IPNTA
Newsletters
November 2003
400 Tenants Rally to Support City Council Mitchell-Lama Protection Bill
Capping months of furious organizing, IPNTA proved how effective it was
in on Wednesday, October 29, by getting out some 400 tenants, union officials,
social service leaders, and others in support of Intro 523, the Mitchell-Lama
Conversion Protection Bill.
The occasion was a press conference and subsequent hearings called by
City Council Speaker Gifford Miller, who introduced the bill last August.
As of this writing, the bill has 38 sponsors (and counting) in the Council,
which offers an excellent chance of passage.
In brief, the bill would impose stiff burdens on ML owners, like Laurence
Gluck who now owns IPN, prior to allowing them to opt out of the Mitchell-Lama
program and charge market rents.
Under current law, owners can opt out by paying off the remaining mortgage,
and then charge market rents.

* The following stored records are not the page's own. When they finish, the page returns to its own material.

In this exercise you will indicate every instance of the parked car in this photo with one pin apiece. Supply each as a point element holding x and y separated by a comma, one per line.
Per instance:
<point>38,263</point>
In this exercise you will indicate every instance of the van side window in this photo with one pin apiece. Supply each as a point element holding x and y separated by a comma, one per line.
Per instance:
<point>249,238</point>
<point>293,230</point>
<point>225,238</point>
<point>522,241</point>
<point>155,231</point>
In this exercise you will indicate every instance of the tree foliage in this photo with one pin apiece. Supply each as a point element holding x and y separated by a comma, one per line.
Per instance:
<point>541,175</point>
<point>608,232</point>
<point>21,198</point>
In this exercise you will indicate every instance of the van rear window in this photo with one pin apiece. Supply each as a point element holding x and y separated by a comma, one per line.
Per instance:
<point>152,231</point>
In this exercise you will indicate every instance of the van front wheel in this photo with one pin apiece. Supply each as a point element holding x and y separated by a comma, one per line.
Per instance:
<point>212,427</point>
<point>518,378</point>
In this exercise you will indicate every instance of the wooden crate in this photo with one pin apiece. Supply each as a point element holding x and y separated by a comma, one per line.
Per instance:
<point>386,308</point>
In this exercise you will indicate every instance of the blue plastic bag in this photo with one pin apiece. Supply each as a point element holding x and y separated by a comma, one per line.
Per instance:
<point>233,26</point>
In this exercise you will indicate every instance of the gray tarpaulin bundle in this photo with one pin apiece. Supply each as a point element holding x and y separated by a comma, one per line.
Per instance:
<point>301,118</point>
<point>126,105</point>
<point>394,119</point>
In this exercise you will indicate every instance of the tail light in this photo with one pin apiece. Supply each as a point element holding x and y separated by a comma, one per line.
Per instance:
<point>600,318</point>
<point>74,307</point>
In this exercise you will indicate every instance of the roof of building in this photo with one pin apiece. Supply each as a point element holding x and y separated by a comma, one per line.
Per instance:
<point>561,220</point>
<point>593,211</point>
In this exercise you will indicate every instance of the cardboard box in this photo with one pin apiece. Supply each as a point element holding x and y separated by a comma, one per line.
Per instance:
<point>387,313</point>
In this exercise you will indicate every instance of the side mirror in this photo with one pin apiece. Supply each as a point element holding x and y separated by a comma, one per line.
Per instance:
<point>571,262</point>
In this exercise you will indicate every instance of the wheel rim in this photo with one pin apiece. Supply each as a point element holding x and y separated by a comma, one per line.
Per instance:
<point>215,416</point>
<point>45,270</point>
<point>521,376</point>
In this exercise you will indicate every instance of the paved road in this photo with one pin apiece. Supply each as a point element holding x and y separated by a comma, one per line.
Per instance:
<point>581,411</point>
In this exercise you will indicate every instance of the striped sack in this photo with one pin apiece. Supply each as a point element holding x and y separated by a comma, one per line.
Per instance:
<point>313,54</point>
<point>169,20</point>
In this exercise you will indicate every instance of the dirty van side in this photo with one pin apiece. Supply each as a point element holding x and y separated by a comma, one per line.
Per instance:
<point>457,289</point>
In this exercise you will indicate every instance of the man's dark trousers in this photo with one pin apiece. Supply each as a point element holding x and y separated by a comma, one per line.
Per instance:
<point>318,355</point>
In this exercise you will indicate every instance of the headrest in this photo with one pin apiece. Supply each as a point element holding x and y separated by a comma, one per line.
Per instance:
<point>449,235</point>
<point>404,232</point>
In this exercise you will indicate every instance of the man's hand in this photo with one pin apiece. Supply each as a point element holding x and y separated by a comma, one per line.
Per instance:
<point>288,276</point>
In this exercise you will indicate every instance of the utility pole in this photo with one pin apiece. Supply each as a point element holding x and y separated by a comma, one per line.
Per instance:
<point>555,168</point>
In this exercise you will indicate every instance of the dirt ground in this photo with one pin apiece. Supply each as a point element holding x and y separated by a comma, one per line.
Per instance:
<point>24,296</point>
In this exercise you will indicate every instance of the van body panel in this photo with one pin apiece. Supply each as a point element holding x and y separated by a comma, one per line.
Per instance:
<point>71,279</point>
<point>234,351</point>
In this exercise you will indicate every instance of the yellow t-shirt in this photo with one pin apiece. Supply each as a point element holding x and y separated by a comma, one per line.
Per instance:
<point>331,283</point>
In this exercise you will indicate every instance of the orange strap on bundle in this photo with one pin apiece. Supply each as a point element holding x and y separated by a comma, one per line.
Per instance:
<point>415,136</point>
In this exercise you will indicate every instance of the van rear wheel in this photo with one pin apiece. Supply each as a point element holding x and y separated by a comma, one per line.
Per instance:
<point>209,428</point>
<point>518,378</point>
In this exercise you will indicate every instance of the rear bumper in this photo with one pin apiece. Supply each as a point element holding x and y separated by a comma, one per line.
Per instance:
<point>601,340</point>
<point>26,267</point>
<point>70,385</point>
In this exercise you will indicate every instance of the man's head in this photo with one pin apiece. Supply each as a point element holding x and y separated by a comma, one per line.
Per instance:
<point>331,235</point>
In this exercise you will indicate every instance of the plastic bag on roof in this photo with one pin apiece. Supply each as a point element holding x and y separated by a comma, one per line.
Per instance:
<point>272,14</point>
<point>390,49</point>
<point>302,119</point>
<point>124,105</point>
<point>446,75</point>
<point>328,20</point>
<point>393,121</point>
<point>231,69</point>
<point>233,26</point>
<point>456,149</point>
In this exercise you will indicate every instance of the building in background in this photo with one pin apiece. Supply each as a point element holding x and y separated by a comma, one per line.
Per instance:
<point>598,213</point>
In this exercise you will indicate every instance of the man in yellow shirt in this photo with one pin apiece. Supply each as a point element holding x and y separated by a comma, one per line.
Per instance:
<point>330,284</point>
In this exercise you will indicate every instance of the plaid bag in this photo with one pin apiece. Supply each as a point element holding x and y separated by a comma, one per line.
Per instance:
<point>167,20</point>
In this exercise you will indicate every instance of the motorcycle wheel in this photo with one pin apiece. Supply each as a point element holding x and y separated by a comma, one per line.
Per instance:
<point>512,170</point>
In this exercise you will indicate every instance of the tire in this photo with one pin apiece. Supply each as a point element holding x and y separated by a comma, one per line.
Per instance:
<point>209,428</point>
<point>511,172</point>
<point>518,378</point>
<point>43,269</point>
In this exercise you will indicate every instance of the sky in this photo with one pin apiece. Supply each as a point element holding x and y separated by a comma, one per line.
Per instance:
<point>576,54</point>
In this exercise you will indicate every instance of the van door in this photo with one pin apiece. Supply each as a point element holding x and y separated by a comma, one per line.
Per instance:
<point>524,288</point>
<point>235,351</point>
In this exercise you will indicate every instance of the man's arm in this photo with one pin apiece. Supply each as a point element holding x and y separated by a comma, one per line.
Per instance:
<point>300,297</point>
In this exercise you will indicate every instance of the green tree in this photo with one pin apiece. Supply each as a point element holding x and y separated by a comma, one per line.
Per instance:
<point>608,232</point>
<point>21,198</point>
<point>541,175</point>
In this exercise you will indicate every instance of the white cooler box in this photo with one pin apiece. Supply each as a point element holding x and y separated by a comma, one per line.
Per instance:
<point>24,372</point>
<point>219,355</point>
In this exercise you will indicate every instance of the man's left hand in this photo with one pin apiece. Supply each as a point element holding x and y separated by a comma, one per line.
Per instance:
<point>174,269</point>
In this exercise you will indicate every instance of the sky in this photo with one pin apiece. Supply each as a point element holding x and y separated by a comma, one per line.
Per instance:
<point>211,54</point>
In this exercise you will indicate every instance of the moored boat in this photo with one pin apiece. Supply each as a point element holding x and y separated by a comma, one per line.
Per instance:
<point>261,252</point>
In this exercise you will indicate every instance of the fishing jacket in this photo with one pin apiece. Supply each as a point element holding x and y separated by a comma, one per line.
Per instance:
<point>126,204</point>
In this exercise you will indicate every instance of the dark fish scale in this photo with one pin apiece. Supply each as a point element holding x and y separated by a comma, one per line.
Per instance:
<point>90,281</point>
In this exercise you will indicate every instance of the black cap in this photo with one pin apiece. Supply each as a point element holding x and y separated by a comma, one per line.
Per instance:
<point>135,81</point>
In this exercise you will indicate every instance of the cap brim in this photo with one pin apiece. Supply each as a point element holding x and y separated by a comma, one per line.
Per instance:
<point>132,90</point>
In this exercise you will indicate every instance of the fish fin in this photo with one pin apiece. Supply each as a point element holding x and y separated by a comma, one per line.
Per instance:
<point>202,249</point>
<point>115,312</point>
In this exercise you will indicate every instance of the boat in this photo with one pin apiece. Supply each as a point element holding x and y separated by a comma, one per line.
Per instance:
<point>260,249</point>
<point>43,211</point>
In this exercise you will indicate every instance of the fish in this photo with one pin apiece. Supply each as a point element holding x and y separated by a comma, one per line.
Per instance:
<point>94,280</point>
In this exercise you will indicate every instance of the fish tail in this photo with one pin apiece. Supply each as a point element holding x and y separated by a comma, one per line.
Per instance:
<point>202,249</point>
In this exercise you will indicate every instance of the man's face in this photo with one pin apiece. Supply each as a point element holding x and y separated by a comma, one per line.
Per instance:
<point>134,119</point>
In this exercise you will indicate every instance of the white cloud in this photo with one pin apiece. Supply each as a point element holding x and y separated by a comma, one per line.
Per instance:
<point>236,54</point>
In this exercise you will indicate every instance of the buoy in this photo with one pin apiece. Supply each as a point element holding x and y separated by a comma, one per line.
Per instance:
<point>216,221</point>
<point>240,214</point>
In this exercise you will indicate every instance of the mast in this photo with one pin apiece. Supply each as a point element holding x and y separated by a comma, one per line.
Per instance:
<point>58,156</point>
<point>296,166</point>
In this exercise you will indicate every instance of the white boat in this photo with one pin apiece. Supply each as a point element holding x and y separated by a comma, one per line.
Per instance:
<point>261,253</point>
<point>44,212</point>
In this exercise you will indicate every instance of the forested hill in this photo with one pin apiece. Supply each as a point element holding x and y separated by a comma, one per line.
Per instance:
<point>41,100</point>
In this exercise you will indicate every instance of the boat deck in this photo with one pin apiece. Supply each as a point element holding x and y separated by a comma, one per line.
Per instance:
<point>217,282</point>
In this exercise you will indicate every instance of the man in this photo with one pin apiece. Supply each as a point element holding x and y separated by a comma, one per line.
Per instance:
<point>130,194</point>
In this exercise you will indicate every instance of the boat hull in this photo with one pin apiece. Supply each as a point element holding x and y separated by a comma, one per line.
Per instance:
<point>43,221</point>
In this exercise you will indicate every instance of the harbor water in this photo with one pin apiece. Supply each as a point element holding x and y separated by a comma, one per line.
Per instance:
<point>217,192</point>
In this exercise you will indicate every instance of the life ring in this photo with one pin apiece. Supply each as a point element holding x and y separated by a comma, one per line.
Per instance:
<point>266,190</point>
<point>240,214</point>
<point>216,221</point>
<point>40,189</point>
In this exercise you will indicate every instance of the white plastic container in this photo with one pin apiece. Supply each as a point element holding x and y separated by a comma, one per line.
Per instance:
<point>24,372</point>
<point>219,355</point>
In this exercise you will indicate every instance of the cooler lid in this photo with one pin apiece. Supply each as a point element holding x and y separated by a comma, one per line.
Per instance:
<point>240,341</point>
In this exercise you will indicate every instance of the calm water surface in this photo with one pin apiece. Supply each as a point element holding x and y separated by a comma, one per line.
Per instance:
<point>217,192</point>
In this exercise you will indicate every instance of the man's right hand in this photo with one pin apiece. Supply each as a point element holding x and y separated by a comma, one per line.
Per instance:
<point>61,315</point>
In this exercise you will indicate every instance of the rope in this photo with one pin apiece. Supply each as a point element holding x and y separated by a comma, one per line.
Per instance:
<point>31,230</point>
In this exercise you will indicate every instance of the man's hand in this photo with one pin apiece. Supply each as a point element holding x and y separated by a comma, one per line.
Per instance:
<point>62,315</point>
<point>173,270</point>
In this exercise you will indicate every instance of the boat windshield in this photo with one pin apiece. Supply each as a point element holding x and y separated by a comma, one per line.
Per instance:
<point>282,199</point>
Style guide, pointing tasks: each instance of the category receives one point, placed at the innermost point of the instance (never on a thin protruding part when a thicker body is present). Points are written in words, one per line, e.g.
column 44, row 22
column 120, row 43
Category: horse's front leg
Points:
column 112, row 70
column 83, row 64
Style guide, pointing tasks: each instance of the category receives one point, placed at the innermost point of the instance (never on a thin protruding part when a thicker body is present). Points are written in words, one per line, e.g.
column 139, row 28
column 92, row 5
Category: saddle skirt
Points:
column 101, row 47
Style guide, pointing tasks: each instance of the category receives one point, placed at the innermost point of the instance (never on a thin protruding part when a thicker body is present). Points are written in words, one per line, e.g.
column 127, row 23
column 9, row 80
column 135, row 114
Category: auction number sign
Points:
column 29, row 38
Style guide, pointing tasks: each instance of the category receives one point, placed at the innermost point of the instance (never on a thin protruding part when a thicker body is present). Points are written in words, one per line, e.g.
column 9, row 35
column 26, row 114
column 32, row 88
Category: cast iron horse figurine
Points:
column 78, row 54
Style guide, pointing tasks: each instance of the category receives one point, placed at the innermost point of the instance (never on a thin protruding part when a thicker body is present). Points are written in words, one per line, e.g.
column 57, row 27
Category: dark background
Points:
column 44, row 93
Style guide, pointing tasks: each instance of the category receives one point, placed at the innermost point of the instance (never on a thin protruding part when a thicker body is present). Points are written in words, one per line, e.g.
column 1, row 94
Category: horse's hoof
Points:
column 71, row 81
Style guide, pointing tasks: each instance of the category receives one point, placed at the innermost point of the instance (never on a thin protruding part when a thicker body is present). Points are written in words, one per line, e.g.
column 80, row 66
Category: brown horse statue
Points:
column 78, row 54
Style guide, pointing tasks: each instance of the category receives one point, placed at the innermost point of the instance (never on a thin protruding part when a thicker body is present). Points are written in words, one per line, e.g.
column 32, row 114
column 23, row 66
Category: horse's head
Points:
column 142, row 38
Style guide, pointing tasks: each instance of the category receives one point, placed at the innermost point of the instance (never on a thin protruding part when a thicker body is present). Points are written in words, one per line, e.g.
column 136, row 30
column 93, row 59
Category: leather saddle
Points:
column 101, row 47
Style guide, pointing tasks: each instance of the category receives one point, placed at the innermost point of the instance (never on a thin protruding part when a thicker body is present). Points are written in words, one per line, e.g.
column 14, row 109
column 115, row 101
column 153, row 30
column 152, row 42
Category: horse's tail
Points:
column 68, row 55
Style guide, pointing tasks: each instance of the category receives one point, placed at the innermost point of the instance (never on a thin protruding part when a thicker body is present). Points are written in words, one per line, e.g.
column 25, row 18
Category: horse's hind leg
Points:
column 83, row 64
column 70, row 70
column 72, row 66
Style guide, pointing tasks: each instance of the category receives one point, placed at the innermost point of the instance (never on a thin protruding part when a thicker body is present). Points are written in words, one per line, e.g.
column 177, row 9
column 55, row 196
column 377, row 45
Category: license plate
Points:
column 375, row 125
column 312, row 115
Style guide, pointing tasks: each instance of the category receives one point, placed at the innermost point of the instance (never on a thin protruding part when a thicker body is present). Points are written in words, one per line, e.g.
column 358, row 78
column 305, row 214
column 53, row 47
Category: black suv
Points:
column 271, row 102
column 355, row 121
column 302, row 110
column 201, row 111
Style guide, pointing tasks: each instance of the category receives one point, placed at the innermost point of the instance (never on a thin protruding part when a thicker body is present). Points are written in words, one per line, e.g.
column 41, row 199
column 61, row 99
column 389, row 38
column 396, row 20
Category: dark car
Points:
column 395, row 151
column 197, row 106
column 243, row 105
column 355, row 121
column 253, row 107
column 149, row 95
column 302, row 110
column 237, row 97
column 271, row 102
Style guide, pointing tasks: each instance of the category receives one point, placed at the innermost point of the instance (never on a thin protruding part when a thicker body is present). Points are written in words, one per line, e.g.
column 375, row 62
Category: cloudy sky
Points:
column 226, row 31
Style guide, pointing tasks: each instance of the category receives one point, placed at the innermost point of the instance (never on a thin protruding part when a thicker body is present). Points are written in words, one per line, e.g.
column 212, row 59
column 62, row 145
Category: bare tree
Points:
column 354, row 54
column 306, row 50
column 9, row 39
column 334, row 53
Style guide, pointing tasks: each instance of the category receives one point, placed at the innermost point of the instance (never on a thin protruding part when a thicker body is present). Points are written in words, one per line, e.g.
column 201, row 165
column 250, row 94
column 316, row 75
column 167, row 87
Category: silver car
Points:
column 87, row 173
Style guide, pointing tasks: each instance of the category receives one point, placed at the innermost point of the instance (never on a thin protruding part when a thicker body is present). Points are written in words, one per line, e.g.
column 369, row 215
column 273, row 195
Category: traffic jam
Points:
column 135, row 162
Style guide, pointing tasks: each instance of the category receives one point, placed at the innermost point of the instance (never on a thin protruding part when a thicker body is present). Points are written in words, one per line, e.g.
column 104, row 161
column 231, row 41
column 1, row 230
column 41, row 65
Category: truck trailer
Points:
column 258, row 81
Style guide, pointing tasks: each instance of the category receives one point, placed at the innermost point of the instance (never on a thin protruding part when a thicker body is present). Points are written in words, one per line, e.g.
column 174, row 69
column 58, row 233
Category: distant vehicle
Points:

Gluck has informed tenants of his intention
to do just that.
The bill would require owners seeking to opt out to prove that the buildings
have “substantially complied” with all the rules and regulations
of the complex from the time the buildings were first occupied. In the
absence of compliance, the City can fine the owner three times the cost
of damages to tenants or the city.
Also, landlords will have to fund a city study on the impact of the buyout
on tenants, and will have to either “mitigate” those impacts
or pay for the City to mitigate them.
These and other provisions can be waived, if the landlord and tenants
negotiate a mutually satisfactory agreement, under which rents remain
affordable. In effect, this bill levels the playing field between landlord
and tenants: it provides tenants with the power they need to keep their
homes affordable. At present, the law grants tenants no such powers.